The ascent of women to top business positions drew widespread attention last month with the naming of Mary Barra to head GM. She joins other women heading giant U.S. firms, including Ursula Burns at Xerox, Ellen Kullman at DuPont and Virginia Rometty at IBM, to name a few.
These top executives, pioneers in the business world, are leading a fundamental change in corporate culture visible in national and local firms. Though still far from parity – women hold about 15 percent of executive positions despite making up 47 percent of the workforce – the barriers to advancement are breaking down.
“We’re still not there,” said Sarah Gilson, executive director of the Center for Leadership and Organizational Effectiveness in the University at Buffalo School of Management. “Progress is very slow – under 5 percent of CEOs are women, even though women enter white-collar jobs at greater quantity than men.”
Female business leadership is growing in the Buffalo Niagara region, and their numbers mirror national figures, Gilson says.
“They are exceptional women,” she said. “Hopefully, they can be sponsors for other women and pull them up and bring them along.”
A few of the region’s leaders include:
Dean of the University at Buffalo’s School of Engineering and Applied Sciences
Liesl Folks is one of only two dozen female engineering school deans in the nation.
An internationally recognized expert in nanotechnology and magnetism, she has worked for IBM and Hitachi Corp. on developing magnetic data storage technologies.
Along with her industry experience, the native Australian brought years of classroom experience as an academic and researcher with various schools, including Cornell University and Oxford University.
At UB, she’s working to better link the worlds of industry and academia to benefit students and local businesses.
“One of my goals is to strengthen our engagement with regional industry,” she said. “I want us to work more directly with small businesses and start-up companies, in a real meaningful way that will have significance.”
Folks has also charged herself with attracting more women to the program. While women in the program have higher grade point averages and graduation rates than their male counterparts, recruiting them to the program has been the problem.
“I’ve put a whole pile of measures in place for that problem,” she said, including working with grade school teachers and counselors to inform girls about opportunities in engineering.

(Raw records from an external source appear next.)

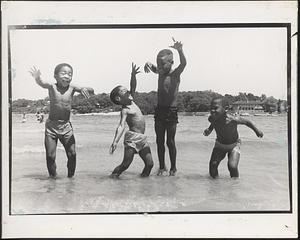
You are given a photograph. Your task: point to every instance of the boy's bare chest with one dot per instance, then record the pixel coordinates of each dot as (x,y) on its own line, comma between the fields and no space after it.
(61,95)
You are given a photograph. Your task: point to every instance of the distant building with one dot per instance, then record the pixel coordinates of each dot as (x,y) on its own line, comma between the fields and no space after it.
(247,106)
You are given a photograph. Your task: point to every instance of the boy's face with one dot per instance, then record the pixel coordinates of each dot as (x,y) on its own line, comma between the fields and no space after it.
(216,109)
(125,97)
(164,64)
(64,76)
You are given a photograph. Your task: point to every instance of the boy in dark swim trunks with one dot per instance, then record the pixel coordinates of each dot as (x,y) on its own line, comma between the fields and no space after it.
(135,141)
(166,118)
(227,137)
(58,125)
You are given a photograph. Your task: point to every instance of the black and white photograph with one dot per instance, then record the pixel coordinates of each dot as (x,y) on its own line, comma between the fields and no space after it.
(116,116)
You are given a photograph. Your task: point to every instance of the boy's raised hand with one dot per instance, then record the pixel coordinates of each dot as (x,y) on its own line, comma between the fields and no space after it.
(259,134)
(35,73)
(147,67)
(134,70)
(112,148)
(177,45)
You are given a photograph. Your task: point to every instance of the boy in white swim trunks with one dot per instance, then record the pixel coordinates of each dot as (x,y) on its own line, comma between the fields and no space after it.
(58,125)
(227,141)
(165,116)
(135,140)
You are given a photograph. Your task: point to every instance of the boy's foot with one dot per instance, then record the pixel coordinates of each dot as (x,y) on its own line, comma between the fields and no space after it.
(161,171)
(172,172)
(114,176)
(53,175)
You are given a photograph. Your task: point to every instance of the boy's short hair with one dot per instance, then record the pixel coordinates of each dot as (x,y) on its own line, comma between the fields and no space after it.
(166,54)
(59,66)
(221,99)
(114,93)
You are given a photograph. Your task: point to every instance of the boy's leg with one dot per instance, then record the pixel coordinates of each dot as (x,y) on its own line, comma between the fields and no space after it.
(69,145)
(127,159)
(217,156)
(160,142)
(233,161)
(50,146)
(145,154)
(171,131)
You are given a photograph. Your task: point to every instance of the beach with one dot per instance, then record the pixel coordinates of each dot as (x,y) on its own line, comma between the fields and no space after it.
(262,186)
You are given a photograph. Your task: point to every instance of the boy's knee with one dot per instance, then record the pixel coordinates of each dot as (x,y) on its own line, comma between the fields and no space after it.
(171,143)
(150,164)
(50,157)
(160,142)
(71,153)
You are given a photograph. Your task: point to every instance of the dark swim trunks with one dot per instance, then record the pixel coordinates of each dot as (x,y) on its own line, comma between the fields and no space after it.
(166,115)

President and CEO, the Spicer Group
When she was 18, Shandra Spicer and her parents began a janitorial and painting business. By 22, she owned the company. Eleven years later, Spicer is president and CEO of one of Western New York’s fastest growing businesses.
The Spicer Group, formerly S&W Contracting, had 198 percent revenue growth over 2012. Its revenue in 2012 was $5.6 million, up 225 percent from 2009, according to the Inc. magazine list of fastest growing companies in the country. The Spicer Group employs 30 people, who work mostly on the construction side of the company. The company is increasingly moving away from janitorial services as it expands into other areas.
“We’re expanding the services, so there was a need for rebranding,” said Spicer. “We’re not just a contracting company. We provide OSHA and construction safety, budget estimating, diversity and outreach services.” Recent projects include a parking lot installation at the Unitarian Universalist Church of Buffalo, replacement of the planetarium dome at Williamsville North High School and elevator upgrades at SUNY Fredonia.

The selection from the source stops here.